There are way too many reasons I felt compelled to take a stand as a part of Moral Mondays. From the privatization trend in our state to the outrageous intrusions on women’s choices, from the dismantling of safety nets to the destruction of our environment, to the attempts at ripping away progress in civil rights, to the shredding of our public education system, the list is long and horrifying. North Carolina is being used as a petri dish right now by groups like ALEC; if we cannot stop them, surely other states will follow.
But I suspect that most of you who’ve found your way to these words already know these things. So instead I will share what it was like for me to participate in civil disobedience with 150 of my new dearest friends.

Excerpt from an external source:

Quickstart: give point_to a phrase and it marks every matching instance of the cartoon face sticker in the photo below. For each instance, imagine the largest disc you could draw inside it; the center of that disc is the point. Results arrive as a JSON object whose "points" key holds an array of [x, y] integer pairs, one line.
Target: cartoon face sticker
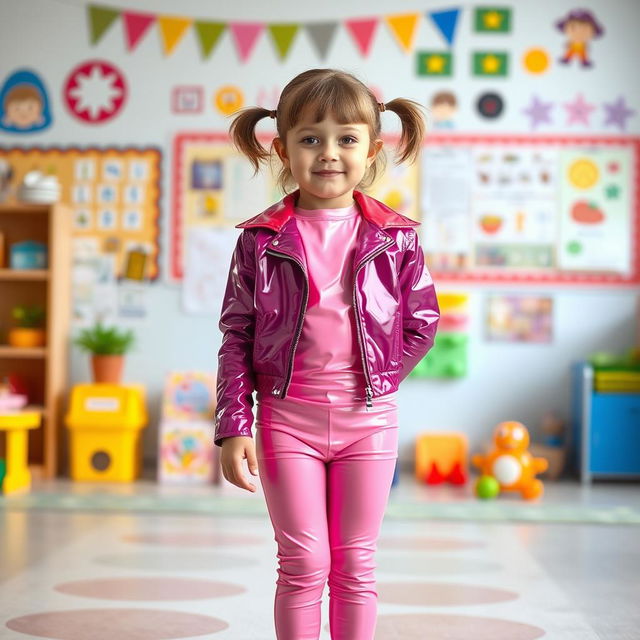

Those of us who had decided to risk arrest met ahead of time in a church where general info was given and questions were answered. Together we sang, prayed, laughed and prepared. This was one of the most inspiring uplifting parts of the experience, the energy when we left was of hope and commitment.
Almost 2,000 people gathering on the lawn, the heartfelt opening words during the rally, slowly marching by twos together into the NC General Assembly, all these things helped to replace moments of nervousness with pride and resolve.
Time began to alternate between stretching and contracting. Climbing the flight of stairs took a microsecond, but the final steps into a bowl of gold doors, fountains, cameras, and uniformed officers took much, much longer.
The sense of community and shared purpose was so strong as we listened to impromptu speeches and powerful prayers that it was easy to forget what was about to happen. But voices on megaphones and men in tall hats brought the present back into slow-motion focus.
I looked up to find a friend, a trusted ally standing in the galley above. In that moment of solidarity, eyes offering and receiving strength, I felt the support and joy of ancestors who cleared these paths so that we might walk them.
Being arrested is hard. Swallowing anger at injustice, even when you prepare in advance, takes deep breathing. It is also sad. I could feel a deep sorrow behind my eyes that things had come to this.
Being arrested is hard. Swallowing anger at injustice, even when you prepare in advance, takes deep breathing. It is also sad. I could feel a deep sorrow behind my eyes that things had come to this.
Being arrested is also incredibly empowering. The despair I sometimes feel fell away as I put one foot in front of another, taking my place in a line of people with hands bound, boarding a bus singing, heads held high.
As the stress, tension and fear fell away, the giddy humor took over. We did it. We were on a bus that reminded us all of childhood, singing hilarious variations of what were somber songs a few hours earlier. We made jokes that with hindsight were probably unwise under the circumstances, but nothing interfered with our sense of victory in that moment. We decided the beauty of the sunset was in celebration of freedom. We giggled like children as we combined our efforts and opened all the windows.
Being transferred from one grey bench to another, in and out of a dozen different cinder block rooms all painted white provides lots of time for storytelling. Conversations with strangers-that-are-now-your-family range from sharing deeply held beliefs and formative experiences to moments of improv theater that are hilarious and priceless. The uniformed men and women who were our companions in the multi-roomed ballet of grey benches eventually gave up trying to contain their own laughter. Our struggle was not with them; everyone present realized it.
We were tired, hungry, uncomfortable and did I mention tired? We laughed, a lot, but we were also deeply aware of the somber reasons that brought us all together sharing that experience. I know I was not alone in awareness of the privilege that allowed us to have made the choice we did or of the many people we were representing. We worked to keep our spirits high, floating on winds of change, but no one took the day’s events lightly, I suspect we will all carry the experience within for many years.
The final thing I must share is how important it was to feel, viscerally feel, the support and love from those people who surrounded us at every step with their own strength. We knew we were not alone, not for a single moment.
We may come together “in spite of” our differences, but we leave honoring and understanding them as a part of our strength. Forward. Together.